If the applicant knew of the dismissal of the suit as early as 24th March, 2003, the court must ask why it has taken the applicant four (4) years to bring the instant application. The delay is certainly inordinate and unexplained. It is a principle of law that courts do not aid the indolent. In the circumstances of this case, it is clear to me that the applicant has nobody to blame for her woes other than herself. To blame her advocates for failure to notify her of the dismissal of the suit is in my view and as correctly submitted by counsel for the respondent, an afterthought and a futile attempt at buck passing. Their being failure by the applicant to explain satisfactorily the inordinate delay in filing the instant application deprives me of the need to exercise my discretion in her favour.

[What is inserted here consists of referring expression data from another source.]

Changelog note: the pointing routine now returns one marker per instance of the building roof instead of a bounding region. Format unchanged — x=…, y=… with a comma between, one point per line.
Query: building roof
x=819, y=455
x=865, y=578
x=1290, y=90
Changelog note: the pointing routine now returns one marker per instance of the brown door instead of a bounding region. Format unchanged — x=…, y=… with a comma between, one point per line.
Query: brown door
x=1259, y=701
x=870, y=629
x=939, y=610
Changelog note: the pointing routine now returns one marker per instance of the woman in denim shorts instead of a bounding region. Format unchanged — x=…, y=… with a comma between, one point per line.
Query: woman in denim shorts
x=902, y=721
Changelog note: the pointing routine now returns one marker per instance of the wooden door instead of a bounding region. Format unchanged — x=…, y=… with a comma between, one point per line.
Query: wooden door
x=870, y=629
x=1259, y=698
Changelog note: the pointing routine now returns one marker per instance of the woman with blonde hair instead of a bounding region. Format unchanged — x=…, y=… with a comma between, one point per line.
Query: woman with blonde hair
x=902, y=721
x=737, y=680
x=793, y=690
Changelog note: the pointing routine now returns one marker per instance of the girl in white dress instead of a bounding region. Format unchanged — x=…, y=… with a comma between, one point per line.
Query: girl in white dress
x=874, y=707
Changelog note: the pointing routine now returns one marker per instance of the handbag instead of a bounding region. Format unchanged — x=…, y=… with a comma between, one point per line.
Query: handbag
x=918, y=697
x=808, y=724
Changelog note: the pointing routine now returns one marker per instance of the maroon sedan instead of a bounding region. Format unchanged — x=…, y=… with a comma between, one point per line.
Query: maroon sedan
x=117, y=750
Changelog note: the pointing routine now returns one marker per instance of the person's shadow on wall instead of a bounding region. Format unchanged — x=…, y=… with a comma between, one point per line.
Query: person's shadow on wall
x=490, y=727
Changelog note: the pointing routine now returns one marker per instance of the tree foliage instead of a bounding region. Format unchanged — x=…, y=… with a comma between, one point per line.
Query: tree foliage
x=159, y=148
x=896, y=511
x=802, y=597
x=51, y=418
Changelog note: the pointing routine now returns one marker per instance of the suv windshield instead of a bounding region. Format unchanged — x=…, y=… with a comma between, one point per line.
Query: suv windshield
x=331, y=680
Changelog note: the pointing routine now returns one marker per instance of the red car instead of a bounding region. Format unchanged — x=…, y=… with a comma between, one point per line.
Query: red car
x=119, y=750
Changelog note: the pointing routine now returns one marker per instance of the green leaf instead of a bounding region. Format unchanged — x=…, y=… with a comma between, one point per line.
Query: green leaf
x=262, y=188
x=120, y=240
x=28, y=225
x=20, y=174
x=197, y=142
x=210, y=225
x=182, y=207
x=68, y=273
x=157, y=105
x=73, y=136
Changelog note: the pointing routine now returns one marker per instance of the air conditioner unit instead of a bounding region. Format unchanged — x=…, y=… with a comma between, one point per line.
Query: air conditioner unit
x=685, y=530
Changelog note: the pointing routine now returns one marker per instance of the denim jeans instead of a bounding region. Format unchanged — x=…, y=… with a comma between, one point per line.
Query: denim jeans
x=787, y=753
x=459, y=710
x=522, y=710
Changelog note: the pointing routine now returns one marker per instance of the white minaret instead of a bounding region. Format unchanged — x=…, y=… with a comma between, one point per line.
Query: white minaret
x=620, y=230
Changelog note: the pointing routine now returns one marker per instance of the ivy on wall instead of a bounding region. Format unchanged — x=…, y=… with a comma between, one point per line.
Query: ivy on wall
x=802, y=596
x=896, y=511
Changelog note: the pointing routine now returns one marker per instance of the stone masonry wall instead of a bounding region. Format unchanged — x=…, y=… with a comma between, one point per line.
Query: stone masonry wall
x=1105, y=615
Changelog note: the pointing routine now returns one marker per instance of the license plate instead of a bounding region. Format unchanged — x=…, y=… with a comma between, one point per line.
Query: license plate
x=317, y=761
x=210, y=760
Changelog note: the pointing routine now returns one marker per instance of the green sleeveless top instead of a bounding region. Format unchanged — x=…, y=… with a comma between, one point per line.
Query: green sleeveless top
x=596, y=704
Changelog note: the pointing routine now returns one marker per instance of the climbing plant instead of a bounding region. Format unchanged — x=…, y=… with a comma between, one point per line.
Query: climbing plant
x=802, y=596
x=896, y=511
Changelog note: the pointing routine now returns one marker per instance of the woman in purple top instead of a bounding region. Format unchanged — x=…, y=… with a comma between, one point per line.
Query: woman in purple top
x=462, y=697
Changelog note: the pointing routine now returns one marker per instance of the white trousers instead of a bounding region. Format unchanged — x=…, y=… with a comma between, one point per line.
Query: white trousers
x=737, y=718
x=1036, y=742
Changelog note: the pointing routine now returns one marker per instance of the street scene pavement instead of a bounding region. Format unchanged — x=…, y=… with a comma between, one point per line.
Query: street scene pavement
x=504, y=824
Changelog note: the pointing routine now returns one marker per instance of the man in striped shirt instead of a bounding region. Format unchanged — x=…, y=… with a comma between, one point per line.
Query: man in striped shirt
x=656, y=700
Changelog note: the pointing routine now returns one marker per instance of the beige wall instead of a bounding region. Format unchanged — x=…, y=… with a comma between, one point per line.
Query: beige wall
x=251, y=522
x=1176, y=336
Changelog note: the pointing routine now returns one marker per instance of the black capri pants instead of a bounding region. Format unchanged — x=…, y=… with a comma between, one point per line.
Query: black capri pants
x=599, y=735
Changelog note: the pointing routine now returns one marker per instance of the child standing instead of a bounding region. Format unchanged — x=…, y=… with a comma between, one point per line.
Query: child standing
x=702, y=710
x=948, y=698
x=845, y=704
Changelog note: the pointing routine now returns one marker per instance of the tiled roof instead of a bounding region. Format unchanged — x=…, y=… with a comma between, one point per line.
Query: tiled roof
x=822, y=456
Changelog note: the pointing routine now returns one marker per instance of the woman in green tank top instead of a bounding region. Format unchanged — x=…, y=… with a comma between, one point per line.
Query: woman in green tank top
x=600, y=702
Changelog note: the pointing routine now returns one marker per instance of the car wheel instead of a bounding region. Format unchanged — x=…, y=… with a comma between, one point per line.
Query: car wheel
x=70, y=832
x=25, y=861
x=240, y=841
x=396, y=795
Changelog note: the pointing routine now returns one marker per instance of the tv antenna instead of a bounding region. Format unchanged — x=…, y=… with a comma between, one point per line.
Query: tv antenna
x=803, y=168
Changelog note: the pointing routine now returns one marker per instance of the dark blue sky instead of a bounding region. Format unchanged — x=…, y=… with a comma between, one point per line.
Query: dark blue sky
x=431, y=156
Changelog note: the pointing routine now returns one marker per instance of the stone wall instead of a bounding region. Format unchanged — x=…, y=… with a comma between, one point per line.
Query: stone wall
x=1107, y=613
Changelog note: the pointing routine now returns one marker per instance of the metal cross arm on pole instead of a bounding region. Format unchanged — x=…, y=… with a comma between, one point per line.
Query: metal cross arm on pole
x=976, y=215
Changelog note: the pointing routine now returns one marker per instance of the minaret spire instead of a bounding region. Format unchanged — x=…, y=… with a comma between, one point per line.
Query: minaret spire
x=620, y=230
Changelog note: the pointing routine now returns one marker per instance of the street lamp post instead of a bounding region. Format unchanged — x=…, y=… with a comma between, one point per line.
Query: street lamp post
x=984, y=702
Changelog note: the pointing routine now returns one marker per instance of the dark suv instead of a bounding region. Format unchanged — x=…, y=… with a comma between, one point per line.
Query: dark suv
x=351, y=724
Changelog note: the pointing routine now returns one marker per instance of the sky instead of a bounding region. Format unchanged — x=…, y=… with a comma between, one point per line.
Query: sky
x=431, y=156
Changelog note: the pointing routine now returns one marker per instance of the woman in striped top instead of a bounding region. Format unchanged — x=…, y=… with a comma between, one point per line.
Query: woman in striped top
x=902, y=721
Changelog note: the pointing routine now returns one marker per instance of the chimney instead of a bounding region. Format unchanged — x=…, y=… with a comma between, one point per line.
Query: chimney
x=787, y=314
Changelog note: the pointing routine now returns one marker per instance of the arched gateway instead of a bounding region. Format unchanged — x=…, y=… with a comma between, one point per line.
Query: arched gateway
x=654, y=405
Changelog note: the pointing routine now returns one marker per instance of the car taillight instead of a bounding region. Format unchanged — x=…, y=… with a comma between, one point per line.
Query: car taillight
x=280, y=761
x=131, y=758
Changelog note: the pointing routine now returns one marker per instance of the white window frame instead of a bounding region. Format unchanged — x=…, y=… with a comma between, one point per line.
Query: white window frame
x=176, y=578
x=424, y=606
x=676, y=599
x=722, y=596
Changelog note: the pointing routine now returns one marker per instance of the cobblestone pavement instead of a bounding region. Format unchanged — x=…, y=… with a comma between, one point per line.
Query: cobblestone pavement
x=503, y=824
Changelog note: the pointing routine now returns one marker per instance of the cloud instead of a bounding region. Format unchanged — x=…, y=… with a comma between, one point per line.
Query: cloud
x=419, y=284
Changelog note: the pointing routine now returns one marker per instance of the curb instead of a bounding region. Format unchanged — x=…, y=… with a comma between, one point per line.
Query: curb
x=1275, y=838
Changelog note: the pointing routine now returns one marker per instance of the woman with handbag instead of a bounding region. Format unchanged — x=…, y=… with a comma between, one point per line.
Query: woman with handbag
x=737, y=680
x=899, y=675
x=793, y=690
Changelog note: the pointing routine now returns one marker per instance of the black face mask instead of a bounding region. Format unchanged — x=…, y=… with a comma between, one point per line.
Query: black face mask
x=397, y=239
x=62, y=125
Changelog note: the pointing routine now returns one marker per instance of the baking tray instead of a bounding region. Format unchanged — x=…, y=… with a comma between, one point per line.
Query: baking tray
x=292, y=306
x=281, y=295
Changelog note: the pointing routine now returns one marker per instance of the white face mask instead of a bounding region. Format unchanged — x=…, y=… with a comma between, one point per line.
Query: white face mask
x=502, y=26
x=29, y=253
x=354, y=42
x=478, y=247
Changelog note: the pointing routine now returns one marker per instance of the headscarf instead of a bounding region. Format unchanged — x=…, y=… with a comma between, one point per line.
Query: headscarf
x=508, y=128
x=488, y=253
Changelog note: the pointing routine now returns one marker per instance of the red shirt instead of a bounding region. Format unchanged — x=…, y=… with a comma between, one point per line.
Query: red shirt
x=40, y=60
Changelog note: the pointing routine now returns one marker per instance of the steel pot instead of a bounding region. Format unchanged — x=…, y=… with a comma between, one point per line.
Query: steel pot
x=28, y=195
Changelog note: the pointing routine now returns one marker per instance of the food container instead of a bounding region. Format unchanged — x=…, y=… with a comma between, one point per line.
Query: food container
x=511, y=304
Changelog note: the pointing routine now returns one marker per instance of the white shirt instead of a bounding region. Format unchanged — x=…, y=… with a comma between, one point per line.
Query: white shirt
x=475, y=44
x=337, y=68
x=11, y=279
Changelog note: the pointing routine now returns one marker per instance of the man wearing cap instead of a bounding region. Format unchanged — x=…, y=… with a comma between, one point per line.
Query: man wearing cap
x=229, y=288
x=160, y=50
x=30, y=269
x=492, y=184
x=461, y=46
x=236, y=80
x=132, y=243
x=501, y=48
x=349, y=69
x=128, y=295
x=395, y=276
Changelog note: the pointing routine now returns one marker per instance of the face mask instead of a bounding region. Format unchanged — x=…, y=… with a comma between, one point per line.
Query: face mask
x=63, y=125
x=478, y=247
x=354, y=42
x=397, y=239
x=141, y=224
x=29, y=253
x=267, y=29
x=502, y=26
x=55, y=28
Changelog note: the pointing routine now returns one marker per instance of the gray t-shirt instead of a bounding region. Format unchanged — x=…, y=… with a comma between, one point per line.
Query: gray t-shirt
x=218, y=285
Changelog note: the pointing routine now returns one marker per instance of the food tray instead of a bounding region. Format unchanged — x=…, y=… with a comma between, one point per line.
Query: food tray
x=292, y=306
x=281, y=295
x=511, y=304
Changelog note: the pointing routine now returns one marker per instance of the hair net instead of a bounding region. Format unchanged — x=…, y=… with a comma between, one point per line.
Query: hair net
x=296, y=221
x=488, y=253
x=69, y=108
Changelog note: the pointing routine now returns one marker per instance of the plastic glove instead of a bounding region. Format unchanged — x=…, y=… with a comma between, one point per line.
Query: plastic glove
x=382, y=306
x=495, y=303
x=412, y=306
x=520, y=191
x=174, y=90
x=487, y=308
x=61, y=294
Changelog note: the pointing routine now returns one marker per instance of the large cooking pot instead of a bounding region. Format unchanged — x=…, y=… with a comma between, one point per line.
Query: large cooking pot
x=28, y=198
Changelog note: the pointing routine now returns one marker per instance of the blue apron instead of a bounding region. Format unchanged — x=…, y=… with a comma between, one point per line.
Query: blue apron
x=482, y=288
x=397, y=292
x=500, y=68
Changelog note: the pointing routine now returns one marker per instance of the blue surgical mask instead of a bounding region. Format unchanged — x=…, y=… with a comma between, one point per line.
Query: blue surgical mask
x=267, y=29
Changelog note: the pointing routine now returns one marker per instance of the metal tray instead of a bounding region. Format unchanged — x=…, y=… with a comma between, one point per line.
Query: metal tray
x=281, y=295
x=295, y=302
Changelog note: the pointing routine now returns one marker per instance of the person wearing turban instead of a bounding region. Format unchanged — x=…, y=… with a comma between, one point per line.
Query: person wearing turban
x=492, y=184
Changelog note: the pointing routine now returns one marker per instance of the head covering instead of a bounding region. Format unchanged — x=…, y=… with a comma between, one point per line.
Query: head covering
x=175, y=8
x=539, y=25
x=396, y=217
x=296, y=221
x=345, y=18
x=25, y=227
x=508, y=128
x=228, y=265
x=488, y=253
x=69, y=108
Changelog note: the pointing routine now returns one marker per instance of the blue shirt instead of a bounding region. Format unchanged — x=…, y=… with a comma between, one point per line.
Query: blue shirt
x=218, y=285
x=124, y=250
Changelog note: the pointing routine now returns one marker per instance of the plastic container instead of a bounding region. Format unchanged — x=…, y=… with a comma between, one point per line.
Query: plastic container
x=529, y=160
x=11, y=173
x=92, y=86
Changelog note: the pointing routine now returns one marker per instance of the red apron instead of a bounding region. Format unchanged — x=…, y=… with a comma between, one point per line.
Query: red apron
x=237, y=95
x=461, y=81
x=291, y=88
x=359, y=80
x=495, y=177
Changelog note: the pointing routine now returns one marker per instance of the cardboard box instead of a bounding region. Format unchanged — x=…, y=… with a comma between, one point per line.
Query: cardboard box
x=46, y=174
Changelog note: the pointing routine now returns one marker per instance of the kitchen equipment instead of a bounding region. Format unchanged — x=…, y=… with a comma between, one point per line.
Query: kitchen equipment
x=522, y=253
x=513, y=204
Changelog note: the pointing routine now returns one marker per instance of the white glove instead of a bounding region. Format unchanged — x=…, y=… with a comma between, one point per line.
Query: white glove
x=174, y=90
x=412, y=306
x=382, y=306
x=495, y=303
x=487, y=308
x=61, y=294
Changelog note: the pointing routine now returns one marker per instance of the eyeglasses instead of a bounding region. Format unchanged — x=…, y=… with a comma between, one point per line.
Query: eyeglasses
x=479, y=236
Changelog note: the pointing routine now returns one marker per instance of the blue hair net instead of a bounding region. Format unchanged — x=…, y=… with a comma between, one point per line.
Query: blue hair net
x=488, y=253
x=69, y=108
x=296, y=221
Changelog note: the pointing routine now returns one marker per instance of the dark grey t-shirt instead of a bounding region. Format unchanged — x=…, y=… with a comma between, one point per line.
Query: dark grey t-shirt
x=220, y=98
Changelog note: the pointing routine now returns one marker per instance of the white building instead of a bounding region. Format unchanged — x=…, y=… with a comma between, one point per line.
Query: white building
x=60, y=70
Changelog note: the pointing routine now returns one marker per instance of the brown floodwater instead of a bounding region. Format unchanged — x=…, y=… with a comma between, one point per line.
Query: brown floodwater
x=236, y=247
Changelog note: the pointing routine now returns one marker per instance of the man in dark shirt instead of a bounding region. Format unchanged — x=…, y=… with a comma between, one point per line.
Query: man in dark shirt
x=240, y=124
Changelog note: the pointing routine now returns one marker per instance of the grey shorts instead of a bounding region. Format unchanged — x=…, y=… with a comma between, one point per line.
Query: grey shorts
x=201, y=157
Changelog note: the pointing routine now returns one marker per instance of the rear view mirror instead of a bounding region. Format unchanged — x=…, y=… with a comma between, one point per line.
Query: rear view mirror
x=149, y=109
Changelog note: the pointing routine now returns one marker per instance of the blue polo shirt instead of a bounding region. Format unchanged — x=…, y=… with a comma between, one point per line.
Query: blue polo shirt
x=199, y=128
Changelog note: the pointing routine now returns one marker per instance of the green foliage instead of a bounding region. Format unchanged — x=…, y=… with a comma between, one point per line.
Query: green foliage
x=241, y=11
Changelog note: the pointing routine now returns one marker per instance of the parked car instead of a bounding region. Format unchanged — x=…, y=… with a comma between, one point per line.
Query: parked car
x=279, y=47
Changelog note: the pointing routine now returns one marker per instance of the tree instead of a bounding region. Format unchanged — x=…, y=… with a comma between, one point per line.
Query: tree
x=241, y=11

This matter has been lying in this court since 1991. The order of dismissal of the originating summons was made on 6th March, 2000. I do not think that public policy would favour the revival of a suit, seven (7) years down the line. It is in the interest of public policy that litigation at some point in time must come to an end. Litigants ought to know that it is not in the interest of public policy that litigation must continue endlessly even where it is hopeless to do so. In my view the applicant’s journey of justice has hit a dead end. She must now be stopped in her tracks.
Accordingly the application dated 22nd day of January, 2007 and filed in court on 31st January 2007 is hereby dismissed with costs to the 2nd respondent.
Dated and delivered at Nyeri this 16th day of July 2007.